Sorti sous l’Occupation, Le Voile Bleu connut un succès colossal. À cette époque troublée, les spectateurs cherchaient des divertissements légers à la Fernandel, ou, au contraire, des films riches en émotion, porteurs d’une chaleur humaine quasi spirituelle. Le Voile Bleu répondait à ce besoin. 

Mais après la guerre, le film traînera l’image d’un film "pétainiste", comme s’il incarnait à lui seul la devise "Travail, Famille, Patrie". Pourtant, en tant qu’enfant de résistante, je ne l’ai jamais vu sous cet angle. Je n’avais aucune conscience historique à l’époque — je ne percevais que la bonté d’une femme et la misère de ces enfants. 

Il est toujours facile de relire un film à travers le prisme du moment politique. Mais pour moi, la sincérité du film l’emporte sur toute tentative de récupération idéologique. Je préfère garder mon regard d’enfant, tout en n’oubliant pas les zones d’ombre de l’époque. 

Outre Gaby Morlay, lumineuse et déchirante, on retrouve une brochette de comédiens formidables : Elvire Popesco, Pierre Larquey, Jeanne Fusier-Gir, Denise Grey (notre future "Poupette"), Paul Demange, Noël Roquevert, Louis Jourdan (avant Hollywood), Primerose Perret (vue chez Guitry et Raymond Bernard), et Jacques Ory. 

Oui, le film peut paraître désuet aux yeux d’aujourd’hui, dans sa forme, son jeu, sa musique insistante. Mais il est un témoin précieux d’une époque, et pour certains d’entre nous, un morceau d’enfance qui palpite encore. Il rappelle aussi que l’amour des enfants n’est pas une évidence dans toutes les familles — et là encore, le cinéma touche à quelque chose de profondément intime, de vécu. 

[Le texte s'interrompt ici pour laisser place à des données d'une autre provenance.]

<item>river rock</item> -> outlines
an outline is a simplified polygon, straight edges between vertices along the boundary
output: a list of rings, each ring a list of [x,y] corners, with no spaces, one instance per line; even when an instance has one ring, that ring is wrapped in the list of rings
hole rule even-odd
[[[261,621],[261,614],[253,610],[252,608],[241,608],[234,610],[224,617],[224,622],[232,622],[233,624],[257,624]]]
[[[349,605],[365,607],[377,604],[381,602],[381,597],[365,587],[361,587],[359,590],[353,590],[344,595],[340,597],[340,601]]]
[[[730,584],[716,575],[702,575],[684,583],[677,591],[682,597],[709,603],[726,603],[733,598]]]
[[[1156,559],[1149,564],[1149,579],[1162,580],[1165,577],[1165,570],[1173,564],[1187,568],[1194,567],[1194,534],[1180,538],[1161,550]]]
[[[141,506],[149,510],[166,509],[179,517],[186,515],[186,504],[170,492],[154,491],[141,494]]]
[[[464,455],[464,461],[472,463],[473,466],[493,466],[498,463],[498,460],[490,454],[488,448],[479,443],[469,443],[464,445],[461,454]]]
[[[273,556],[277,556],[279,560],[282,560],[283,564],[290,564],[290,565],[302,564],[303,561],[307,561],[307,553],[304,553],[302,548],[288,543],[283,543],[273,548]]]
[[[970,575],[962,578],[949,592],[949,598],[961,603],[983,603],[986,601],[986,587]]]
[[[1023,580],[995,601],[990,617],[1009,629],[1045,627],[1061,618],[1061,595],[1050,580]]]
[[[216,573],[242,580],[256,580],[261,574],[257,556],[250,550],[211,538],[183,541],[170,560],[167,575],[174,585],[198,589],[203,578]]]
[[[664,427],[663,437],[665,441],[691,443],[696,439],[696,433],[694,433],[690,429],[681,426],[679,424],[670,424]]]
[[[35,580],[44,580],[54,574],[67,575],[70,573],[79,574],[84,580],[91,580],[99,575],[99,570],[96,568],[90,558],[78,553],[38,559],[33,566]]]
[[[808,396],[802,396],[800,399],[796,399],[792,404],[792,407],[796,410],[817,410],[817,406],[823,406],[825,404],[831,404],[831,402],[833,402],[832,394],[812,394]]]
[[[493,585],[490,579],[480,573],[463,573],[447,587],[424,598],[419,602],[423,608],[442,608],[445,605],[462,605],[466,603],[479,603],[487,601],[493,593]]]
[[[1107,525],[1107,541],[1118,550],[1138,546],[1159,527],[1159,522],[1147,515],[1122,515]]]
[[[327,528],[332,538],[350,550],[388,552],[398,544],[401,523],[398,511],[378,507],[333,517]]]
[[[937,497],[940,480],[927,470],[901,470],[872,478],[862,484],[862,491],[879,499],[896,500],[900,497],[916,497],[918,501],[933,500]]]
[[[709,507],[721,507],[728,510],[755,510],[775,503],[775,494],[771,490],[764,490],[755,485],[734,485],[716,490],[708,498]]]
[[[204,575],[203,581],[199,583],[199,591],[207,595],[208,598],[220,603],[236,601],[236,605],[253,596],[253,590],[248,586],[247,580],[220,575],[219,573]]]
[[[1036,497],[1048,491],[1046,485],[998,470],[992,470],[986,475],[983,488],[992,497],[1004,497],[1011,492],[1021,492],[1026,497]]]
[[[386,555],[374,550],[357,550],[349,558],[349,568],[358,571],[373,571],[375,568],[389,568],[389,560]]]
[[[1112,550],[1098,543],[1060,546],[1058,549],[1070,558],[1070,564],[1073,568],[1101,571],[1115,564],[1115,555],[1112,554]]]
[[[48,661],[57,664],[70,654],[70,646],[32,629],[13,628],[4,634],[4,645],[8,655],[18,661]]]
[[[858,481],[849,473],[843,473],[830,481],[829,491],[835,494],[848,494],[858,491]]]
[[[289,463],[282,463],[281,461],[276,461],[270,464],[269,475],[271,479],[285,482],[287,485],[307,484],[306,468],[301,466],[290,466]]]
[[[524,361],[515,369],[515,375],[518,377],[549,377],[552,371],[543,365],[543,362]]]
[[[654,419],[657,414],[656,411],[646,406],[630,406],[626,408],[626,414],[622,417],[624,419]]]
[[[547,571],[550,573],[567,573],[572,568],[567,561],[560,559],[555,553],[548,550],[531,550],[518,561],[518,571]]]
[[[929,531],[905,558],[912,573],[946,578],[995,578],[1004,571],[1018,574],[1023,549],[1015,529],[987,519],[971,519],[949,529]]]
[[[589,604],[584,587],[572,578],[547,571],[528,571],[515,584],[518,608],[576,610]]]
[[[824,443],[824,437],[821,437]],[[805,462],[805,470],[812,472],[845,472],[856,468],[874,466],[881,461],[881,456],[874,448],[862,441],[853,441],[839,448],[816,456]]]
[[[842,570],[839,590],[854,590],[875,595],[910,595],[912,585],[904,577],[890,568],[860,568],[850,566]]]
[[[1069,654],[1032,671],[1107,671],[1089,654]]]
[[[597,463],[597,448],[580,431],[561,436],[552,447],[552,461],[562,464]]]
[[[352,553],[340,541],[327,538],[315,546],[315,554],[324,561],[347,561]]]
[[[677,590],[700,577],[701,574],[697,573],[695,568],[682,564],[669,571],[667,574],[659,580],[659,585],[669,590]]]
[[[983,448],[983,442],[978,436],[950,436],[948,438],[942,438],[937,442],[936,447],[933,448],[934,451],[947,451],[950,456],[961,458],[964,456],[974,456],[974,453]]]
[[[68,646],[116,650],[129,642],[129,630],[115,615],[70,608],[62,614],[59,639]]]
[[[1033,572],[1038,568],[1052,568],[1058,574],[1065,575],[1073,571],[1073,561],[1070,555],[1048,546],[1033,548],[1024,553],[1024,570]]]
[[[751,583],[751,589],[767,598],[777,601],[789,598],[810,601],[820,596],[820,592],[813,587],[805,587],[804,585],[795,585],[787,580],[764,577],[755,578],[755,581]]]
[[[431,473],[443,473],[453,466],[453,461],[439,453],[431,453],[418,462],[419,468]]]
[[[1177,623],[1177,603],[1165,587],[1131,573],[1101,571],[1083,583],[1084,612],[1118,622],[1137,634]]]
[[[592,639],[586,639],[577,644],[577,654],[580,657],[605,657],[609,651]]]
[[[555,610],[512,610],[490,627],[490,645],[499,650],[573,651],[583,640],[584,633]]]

Jean Stelli a signé une trentaine de films, mais peu ont marqué les mémoires comme Le Voile Bleu. Personnellement, j’en retiens un autre : Les Cinq Tulipes Rouges (1949), un thriller étonnant sur une série de meurtres pendant le Tour de France — une rareté méconnue et captivante. 

En 1951, Le Voile Bleu connaîtra même un remake américain réalisé par Curtis Bernhardt, avec Jane Wyman, Charles Laughton et Joanne Dru : La Femme au voile bleu. Un beau film, mais sans doute trop "propre", trop retenu pour atteindre la déchirante sincérité de l’original. 

Le Voile Bleu est de ces films que l’on ne revoit pas sans une émotion intacte, presque intacte. Il faut une boîte entière de mouchoirs, et même là, ça ne suffira pas. Mais c’est un film qui fait du bien au cœur, dans sa tristesse même. Il nous rappelle qu’il a existé des femmes comme Louise, et qu’elles existent encore peut-être, loin des feux médiatiques, dans le silence du dévouement. 

Et parfois, le cinéma, c’est aussi cela : pleurer, pour mieux se souvenir que l’amour existe encore quelque part.